Oh and the reason I think people are catching them moving is most are only catching a few during a small window maybe 30 mins before and after dark. Nothing steady and not high numbers! Would like to try a couple creek mouths at night and some other shallower shoals and see what I can come up with but I get tired of fishing by myself so much! My friends are all fair-weather fishermen


-Ryan Boyer


----------



## minnesotan (Feb 14, 2012)

they call "prime time" for eyes right before dark/right after, and then right away as the suns comin up in the a.m. ive caught eyes all night before tho


----------



## RBoyer (Jan 7, 2012)

Yeah they say the same thing right before and after the sun comes up to. But in my opinion it's because that's when they are moving either from deep to shallow at night or shallow to deep in the morning. They are most likely grabbing bait as they pass it while moving. I know a few people who catch them well at night also. They say walleye can see really well at night because they have larger eyes. I haven't tried it but like I said I'd like to because I'm not doing well during the day lol


-Ryan Boyer


----------



## sherman51 (Apr 12, 2011)

i,ve never fished the ohio at night. but back many years ago we would fish the east fork of the obey river on dale hollow at night. some nights were real hot and some were alittle slow, but we did catch fish. after my health started going south i stopped going south,LOL. good luck. let us know how you do.
sherman


----------



## kyjake (Nov 21, 2007)

In the last five years or so 80-90 percent of the sauger and walleye I have caught have been at night but that could because most of my fishing is at night.Some nights the bite really turns on and gets real hot.One trip got to the rocks couple hours before dark,caught none during daylight,had four by 9 pm.,was in the truck by 10:15 with a limit.Another trip this winter,got there before dark,had none by 8:30,left with a limit at 11:30.This night others were doing much better than I did.
Jake


----------



## jastew (Nov 18, 2011)

We hit the river about 4:30 this morning. First 5 casts I caught 4 and missed one. I thought sure we'd both have limits by sunrise.

Few minutes later some more guys came down and shined their flashlights all over the water and they shut almost completely off. Didn't catch anymore until the sun came up.
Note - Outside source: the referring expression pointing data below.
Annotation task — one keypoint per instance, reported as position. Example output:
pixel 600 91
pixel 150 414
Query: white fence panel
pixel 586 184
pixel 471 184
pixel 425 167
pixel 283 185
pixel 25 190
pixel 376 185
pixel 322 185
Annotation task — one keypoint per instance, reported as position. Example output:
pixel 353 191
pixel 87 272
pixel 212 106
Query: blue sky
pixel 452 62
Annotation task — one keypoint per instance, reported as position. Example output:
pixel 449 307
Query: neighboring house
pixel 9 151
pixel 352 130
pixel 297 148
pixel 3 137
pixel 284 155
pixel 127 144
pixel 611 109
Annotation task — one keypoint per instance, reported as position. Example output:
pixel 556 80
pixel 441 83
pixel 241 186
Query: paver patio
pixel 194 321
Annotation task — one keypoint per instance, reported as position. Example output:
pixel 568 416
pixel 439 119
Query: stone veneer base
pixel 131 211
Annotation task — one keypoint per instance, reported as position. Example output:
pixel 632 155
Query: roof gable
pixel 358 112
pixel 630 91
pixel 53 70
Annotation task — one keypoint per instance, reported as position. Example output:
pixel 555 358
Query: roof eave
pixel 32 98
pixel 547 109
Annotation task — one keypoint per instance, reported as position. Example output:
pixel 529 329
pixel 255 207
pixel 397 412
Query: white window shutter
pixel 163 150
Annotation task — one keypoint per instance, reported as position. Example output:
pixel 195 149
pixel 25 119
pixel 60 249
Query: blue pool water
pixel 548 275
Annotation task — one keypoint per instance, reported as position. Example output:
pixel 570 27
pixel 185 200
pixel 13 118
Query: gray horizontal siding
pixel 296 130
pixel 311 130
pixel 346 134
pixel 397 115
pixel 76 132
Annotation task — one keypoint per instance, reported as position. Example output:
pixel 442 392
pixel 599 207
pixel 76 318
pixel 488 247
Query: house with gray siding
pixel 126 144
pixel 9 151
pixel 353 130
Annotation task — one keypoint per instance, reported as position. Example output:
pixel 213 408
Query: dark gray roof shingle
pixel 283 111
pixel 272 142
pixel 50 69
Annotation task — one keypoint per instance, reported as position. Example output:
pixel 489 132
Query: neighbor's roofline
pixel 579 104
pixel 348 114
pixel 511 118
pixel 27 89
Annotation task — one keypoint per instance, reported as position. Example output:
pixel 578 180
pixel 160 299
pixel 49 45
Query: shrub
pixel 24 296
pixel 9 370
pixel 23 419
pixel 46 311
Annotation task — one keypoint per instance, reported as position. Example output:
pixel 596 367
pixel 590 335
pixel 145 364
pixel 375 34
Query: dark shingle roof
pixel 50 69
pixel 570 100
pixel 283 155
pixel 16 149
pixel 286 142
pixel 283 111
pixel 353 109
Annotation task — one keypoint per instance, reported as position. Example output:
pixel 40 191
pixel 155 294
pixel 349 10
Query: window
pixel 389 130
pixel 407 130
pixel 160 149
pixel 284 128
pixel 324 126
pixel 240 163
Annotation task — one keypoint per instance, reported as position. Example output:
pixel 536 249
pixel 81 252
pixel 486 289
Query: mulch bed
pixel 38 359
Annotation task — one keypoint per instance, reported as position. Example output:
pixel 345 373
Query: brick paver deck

I really believe that light sensitive fish like sauger and walleye get spooked by lights in the water. Especially since the water is pretty clear right now.


----------



## RBoyer (Jan 7, 2012)

Where were you fishing at? Just curious what kind of water you were fishing in I'm going to try them early next week myself


-Ryan Boyer


----------



## fishercreekrick (Jan 19, 2010)

if the water is clear and its going to be a bright sunny day i will wait till dark but on a cloudy or snowy day i have good luck all day but better just after daylight if the water is muddy i dont think it matters day or night does good i think with the water bellow the dam at greenup being mostly 10-14 feet when water is down and clear it will be better at night just got to keep jigs on the bottom i think they key in more on sound at night than vision i lived on lake erie for 20 summers we never went out during the day in the summer it was night time fishing inless it was cloudy or the lake was chopy up there we used buts that had a lot of flash or prism baits to reflect the moon light


----------



## RBoyer (Jan 7, 2012)

Yeah they say walleye see really well at night compared to other fish also.... I agree sound is key though even on tough days it attracts them



-Ryan Boyer


----------



## jastew (Nov 18, 2011)

Ryan, we were fishing the point where the gas line crosses the river below Greenup, The fish were in slow, shallow water until the sun came up.

Point forms a big eddy and the bottom is sand/rock. I would think that anywhere similar would hold fish. 

They're feeding heavy right now. We're catching mostly males, but their bellies are so full and fat they look like they're full of eggs!


----------



## RBoyer (Jan 7, 2012)

Sounds awesome thanks! I have a few similiar spots I will try! 


-Ryan Boyer


----------